(Dec. 24, 2020) On November 16, 2020, the Adoption Legislation Amendment (Integrated Birth Certificates) Act 2020 (NSW) came into force in the state of New South Wales (NSW), Australia, following its enactment in September 2020. The Act amended the Births, Deaths and Marriages Registration Act 1995 (NSW) (BDMR Act) and the Adoption Act 2000 (NSW) to allow the Registrar of Births, Deaths and Marriages (BDM) to issue Integrated Birth Certificates (IBCs) to adopted people in the state. An IBC “is a new form of birth certificate that includes information about an adopted person’s parents and siblings at birth, as well as their parents and siblings after adoption.”
Previously, the BDM was only able to issue post-adoption birth certificates, which provide information regarding the adopted person’s adoptive parents only and cannot include any information that indicates a person has been adopted. The Act provides that, for adoptions registered on or after the commencement date of the Act, the BDM must issue both a post-adoption birth certificate and an IBC. (BDMR Act s 25A(3).) For adoptions registered prior to that date, relevant parties can apply for an IBC, with the process dependent on the relevant dates and circumstances:
- For adoptions registered on or after January 1, 2010, an adopted person over 18 years old, as well as the birth parents and adoptive parents, may apply directly to BDM for an IBC; if the adopted person is under 18 years old, the consent of the adoptive parents is needed, or the adoptive parents can apply for the IBC directly, while birth parents will first need to obtain an Adoption Information Certificate (AIC) from the Department of Communities and Justice before applying for an IBC.

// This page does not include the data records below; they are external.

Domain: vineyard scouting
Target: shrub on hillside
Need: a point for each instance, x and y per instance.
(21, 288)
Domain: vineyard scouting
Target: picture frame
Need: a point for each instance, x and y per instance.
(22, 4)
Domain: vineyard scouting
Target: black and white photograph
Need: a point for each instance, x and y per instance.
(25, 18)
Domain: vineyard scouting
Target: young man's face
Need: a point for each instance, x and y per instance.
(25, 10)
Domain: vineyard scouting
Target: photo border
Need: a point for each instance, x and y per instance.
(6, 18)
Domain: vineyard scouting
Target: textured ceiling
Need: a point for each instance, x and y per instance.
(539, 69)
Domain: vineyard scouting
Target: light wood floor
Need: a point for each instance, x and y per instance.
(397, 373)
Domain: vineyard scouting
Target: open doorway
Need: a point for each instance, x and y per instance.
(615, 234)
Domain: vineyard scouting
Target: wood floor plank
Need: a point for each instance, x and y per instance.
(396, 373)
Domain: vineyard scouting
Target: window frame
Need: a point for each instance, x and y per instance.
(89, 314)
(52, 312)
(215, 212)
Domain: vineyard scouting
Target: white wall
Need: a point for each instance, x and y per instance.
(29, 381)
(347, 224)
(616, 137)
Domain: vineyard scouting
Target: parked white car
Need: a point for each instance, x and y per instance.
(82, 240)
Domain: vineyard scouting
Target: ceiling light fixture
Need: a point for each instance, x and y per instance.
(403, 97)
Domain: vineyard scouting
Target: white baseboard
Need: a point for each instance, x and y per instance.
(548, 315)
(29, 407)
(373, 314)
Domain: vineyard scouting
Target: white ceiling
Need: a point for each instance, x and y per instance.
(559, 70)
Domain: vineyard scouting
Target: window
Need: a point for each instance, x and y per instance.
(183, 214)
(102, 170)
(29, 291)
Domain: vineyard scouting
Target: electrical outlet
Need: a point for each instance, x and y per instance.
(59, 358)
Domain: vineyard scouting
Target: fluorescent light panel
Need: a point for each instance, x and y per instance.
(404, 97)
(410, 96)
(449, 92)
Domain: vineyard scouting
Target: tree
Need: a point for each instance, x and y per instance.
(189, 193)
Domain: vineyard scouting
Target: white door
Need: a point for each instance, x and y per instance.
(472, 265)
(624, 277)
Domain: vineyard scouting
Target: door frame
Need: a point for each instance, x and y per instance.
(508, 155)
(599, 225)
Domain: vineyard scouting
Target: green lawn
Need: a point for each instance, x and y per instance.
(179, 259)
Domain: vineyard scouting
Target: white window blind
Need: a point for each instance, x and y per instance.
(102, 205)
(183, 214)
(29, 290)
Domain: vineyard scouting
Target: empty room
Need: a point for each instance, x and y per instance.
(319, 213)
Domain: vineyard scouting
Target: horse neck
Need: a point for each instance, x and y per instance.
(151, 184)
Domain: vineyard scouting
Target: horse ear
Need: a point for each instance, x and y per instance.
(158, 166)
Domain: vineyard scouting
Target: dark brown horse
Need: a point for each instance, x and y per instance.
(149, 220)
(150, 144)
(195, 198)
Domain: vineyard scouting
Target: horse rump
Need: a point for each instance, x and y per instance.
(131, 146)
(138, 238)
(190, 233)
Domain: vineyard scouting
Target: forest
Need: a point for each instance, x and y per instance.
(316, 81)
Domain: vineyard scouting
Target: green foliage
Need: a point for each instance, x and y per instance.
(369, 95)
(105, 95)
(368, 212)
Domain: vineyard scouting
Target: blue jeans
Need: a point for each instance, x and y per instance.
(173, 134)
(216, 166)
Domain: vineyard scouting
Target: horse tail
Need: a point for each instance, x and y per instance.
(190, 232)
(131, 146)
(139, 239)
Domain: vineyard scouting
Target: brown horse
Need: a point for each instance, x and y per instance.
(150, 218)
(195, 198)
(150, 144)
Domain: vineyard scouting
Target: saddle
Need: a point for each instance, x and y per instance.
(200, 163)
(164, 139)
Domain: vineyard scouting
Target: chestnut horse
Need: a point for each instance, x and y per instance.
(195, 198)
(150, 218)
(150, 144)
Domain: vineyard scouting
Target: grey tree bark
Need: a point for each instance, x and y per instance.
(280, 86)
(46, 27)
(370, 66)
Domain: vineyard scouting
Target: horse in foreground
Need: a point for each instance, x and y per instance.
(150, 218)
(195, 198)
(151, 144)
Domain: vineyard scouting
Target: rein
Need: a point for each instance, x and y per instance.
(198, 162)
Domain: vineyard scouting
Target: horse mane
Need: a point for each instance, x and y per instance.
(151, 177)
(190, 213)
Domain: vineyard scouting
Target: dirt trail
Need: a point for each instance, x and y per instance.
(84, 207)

- For adoptions registered before 2010, where the adopted person is over 18 years old, the adopted person, birth parents, and adoptive parents will first need to obtain an AIC, and adoptive parents will also need to have the consent of the adopted person; where the adopted person is under 18 years old, any party seeking an IBC will first need to obtain an AIC, with adopted persons first needing the consent of their birth parents and adoptive parents in order to obtain an AIC.
In a press release following the passage of the Act, NSW Attorney General Mark Speakman said that “[t]he introduction of IBCs is the result of reviews and extensive consultation with key government bodies, the adoption community and members of the public,” and that
This reform is not just symbolic; it reflects NSW’s contemporary open adoption policy[.]
Connections between birth and adopted families are encouraged under modern practices so that children are able to better understand their background and heritage.
An IBC reflects this approach as it records the names of both the birth and adoptive parents and siblings on the one document.
IBCs have also been introduced in South Australia, following the passage of the Adoption (Review) Amendment Act 2016 (SA) in December 2016. The Australian Capital Territory also enacted legislation, the Births, Deaths and Marriages Registration Amendment Act 2020 (ACT), in August 2020 that enables the introduction of IBCs, with the provisions scheduled to commence on June 30, 2021.